出典:2013年11月にダスティン・トランメルにより公開。完全な書簡はBitcoin Wiki(en.bitcoin.it/wiki/Source:Trammell/Nakamoto_emails)にアーカイブされている。

サトシとトランメルの書簡における最後のメールで、前回のやり取りから約1週間後に送信された。サトシはプルーフ・オブ・ワークトークンに価値がある場合のスパムの経済学について論じた。ハル・フィニーが、価値のあるPOWトークンはボットネット感染をコンピュータの所有者にとってより気づきやすいものにするだろうと指摘した観察を引用した。

サトシはその後、新しい経済的対抗メカニズムである「リバース・スパミング」を提案した:

POWトークンに価値がある場合、スパムを軽減するもう一つの要因がある。スパムからPOWトークンを回収するために大量の偽メールアカウントを作成する利益動機が生まれるのである。実質的に、POWを回収しメッセージを読まない自動メールボックスによってスパマーにリバース・スパミングを行うことになる。偽メールボックスと実際の人間の比率が高くなりすぎて、スパムの費用対効果が合わなくなる可能性がある。

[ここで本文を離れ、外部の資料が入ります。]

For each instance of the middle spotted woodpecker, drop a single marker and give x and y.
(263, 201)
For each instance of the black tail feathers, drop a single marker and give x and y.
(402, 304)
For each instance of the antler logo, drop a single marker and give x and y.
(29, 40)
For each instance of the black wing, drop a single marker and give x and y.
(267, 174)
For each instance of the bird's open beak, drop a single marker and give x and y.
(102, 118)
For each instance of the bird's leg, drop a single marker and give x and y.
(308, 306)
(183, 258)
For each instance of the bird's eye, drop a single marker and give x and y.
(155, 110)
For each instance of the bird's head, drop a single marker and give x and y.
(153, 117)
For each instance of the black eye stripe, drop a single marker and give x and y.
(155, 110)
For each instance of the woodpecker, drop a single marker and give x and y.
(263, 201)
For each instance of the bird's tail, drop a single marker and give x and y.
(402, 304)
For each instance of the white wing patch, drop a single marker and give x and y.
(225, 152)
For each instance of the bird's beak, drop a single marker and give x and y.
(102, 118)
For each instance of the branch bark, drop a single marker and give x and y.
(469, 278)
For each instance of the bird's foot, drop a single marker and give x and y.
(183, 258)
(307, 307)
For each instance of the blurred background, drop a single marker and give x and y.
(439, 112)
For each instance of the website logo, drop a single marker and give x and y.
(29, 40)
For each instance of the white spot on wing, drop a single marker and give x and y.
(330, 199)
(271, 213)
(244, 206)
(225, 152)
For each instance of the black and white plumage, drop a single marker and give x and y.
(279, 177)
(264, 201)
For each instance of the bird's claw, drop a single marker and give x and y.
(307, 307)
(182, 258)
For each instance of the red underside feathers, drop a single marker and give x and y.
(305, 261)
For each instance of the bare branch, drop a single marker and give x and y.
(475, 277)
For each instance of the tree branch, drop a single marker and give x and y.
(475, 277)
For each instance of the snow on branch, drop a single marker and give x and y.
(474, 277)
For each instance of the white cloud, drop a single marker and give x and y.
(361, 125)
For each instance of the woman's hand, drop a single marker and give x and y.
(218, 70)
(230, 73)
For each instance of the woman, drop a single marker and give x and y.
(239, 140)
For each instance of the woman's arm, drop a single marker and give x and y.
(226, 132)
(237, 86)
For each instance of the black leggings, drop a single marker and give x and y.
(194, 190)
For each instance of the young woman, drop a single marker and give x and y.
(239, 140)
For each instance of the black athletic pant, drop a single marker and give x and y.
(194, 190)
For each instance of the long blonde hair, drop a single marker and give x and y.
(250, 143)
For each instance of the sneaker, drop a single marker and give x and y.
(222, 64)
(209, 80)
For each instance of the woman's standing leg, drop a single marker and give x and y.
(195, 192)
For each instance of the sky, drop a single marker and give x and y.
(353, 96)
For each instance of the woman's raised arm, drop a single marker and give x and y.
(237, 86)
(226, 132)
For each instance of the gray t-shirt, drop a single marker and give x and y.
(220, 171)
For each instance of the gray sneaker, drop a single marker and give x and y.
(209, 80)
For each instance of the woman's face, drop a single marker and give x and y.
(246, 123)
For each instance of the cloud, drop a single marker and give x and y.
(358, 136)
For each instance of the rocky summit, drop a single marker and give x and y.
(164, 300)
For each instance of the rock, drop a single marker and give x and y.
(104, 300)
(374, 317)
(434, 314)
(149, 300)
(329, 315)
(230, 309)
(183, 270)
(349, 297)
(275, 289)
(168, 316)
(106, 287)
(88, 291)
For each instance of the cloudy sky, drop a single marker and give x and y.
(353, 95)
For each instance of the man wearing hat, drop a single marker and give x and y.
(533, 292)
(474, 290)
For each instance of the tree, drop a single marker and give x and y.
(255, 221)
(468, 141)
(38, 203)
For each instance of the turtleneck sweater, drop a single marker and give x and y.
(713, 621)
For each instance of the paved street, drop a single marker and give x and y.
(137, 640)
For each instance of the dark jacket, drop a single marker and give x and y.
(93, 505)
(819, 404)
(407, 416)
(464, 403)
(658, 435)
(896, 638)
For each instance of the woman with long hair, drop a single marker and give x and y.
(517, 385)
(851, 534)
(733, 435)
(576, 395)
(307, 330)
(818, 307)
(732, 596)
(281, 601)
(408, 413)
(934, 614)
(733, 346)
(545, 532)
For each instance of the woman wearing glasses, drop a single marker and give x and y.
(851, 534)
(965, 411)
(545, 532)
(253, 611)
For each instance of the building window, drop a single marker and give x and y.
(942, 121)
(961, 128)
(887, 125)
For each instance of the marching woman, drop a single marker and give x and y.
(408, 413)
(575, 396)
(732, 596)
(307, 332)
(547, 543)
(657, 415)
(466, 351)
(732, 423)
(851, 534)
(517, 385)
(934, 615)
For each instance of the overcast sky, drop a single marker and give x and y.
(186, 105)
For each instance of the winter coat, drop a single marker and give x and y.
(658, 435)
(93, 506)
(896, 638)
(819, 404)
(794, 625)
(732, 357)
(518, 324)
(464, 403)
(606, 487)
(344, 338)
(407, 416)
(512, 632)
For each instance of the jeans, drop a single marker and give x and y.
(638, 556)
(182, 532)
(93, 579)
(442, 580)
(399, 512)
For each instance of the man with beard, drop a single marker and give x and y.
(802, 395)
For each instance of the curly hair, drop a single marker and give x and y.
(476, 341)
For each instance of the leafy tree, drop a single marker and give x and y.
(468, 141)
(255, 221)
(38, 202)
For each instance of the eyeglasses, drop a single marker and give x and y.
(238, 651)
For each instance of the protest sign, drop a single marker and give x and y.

サトシは、このプロセスが逆説的にトークンの価値を確立するのに役立つ可能性があると述べた:

このプロセスはそもそもPOWトークンの価値を確立する可能性を持っている。ボットネットを持たないスパマーが回収者からトークンを購入できるためである。買い戻しによって一時的にスパムが増加するが、それはスパマーを搾取する回収者が多くなりすぎるという自滅的サイクルを加速させるだけである。

サトシはまた既存のシステムとの類似点を指摘し、e-goldでは既に「ダスティング」と呼ばれるスパムの一形態が存在しており、スパマーがトランザクションのコメント欄にメッセージを含めるために微量のゴールドダストを送金していたことに言及した。その解決策として、設定可能な最低支払い閾値を提案した。

このメールはサトシの最も創造的な経済的思考の一つを表している。ゲーム理論をスパム経済学に適用し、プルーフ・オブ・ワークシステムにおいて市場の力がいかに自然に悪用を軽減しうるかを示した。

出典:2013年11月にダスティン・トランメルにより公開。完全な書簡はBitcoin Wiki(en.bitcoin.it/wiki/Source:Trammell/Nakamoto_emails)にアーカイブされている。